三、綜上所述,被告所辯,均不足採信,被告所為上開傷害之犯行,足堪認定,本件事證明確,應依法論科。
參、論罪科刑之理由
一、核被告所為,係犯刑法第277條第1項之傷害罪。
二、按家庭暴力者,謂家庭成員間實施身體或精神上不法侵害之行為;又家庭暴力罪者,謂家庭成員間故意實施家庭暴力行為而成立其他法律所規定之犯罪,家庭暴力防治法第2條第1款、第2款定有明文。查被告與告訴人李健全為叔侄之旁系血親三等親關係,此有戶籍資料查詢結果附卷可參,屬家庭暴力防治法第3條第4款所稱之家庭成員關係,被告對告訴人李健全為傷害犯行,屬家庭暴力防治法第2條第2款所稱之家庭暴力罪。
肆、本院維持原判決之理由
一、原判決以被告罪證明確,因予適用刑法第277條第1項、第41條第1項前段,刑法施行法第1條之1之規定。並審酌被告犯後並無反省之意,不顧李健全行車之安全,在路中車流繁忙馬路上而毆打李健全,徒手毆打僅1下,李健全所受之傷勢係挫傷1處,認犯罪之情節非重、犯罪行為所生實害非鉅,又本件肇因長年因家內事務產生糾紛而彼此不滿,未有正常往來,致因處理風水之事意見不合而心生不滿,遂思以暴力解決,動機實不可取,兼衡被告獨居務農,身有腳疾、收入不豐,須賴兒子扶養,家庭生活狀況不佳等一切情狀,量處拘役59日,並諭知易科罰金之折算標準。
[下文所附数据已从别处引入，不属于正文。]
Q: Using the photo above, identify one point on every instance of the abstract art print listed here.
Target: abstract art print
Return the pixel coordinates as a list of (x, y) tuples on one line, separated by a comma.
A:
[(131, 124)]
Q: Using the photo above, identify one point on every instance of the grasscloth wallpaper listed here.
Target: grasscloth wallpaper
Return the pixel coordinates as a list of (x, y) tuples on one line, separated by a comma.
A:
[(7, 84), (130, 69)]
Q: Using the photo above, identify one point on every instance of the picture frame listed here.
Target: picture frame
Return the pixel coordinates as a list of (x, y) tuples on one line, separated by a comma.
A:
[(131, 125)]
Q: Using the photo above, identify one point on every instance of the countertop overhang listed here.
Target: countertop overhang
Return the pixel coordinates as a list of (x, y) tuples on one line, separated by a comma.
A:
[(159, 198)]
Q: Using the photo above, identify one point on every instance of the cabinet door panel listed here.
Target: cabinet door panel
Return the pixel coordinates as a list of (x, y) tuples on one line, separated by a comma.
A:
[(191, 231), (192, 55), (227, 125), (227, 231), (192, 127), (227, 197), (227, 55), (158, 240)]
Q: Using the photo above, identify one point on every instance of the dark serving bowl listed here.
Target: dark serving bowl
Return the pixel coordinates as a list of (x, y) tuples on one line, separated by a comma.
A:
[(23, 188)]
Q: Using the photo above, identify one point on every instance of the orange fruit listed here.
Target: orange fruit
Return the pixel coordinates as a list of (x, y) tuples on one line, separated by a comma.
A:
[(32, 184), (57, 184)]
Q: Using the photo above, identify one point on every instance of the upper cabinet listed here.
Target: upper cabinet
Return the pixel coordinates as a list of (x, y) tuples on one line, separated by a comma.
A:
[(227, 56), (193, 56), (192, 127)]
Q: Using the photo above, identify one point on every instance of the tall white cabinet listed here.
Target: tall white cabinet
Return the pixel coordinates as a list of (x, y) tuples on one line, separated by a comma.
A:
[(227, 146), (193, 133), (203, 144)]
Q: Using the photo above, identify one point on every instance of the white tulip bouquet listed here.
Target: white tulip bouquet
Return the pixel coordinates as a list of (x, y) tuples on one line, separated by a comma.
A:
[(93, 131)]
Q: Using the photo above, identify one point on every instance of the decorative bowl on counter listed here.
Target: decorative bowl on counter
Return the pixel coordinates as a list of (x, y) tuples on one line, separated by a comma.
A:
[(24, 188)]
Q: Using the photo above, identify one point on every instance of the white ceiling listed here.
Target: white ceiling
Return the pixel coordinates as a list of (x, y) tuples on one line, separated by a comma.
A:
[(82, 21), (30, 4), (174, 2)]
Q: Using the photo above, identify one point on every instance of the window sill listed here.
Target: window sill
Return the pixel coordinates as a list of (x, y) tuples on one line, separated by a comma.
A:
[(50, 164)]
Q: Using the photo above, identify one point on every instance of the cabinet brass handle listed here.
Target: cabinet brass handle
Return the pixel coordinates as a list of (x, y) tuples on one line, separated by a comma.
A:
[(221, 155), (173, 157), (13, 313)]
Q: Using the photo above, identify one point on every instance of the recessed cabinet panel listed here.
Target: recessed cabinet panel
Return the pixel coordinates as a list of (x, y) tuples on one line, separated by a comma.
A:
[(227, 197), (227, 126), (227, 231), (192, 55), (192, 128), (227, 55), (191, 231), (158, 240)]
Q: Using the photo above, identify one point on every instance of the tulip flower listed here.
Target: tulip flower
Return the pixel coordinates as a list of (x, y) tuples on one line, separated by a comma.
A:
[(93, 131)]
二、本院經核,原判決認事用法,均無違誤,量刑亦稱妥適。被告上訴意旨猶執前詞否認犯行云云,因而指摘原判決不當,均無理由,應予駁回。
據上論結,應依刑事訴訟法第368條,判決如主文。
本案經檢察官郭珍妮到庭執行職務。
中華民國101年2月29日
刑事第四庭審判長法官吳志誠
法官陳珍如法官吳森豐以上正本證明與原本無異。
不得上訴。
書記官謝素嬿中華民國101年2月29日附錄本案論罪科刑法條全文刑法第277條(普通傷害罪)傷害人之身體或健康者,處3年以下有期徒刑、拘役或1千元以下罰金。
犯前項之罪因而致人於死者,處無期徒刑或7年以上有期徒刑;致重傷者,處3年以上10年以下有期徒刑。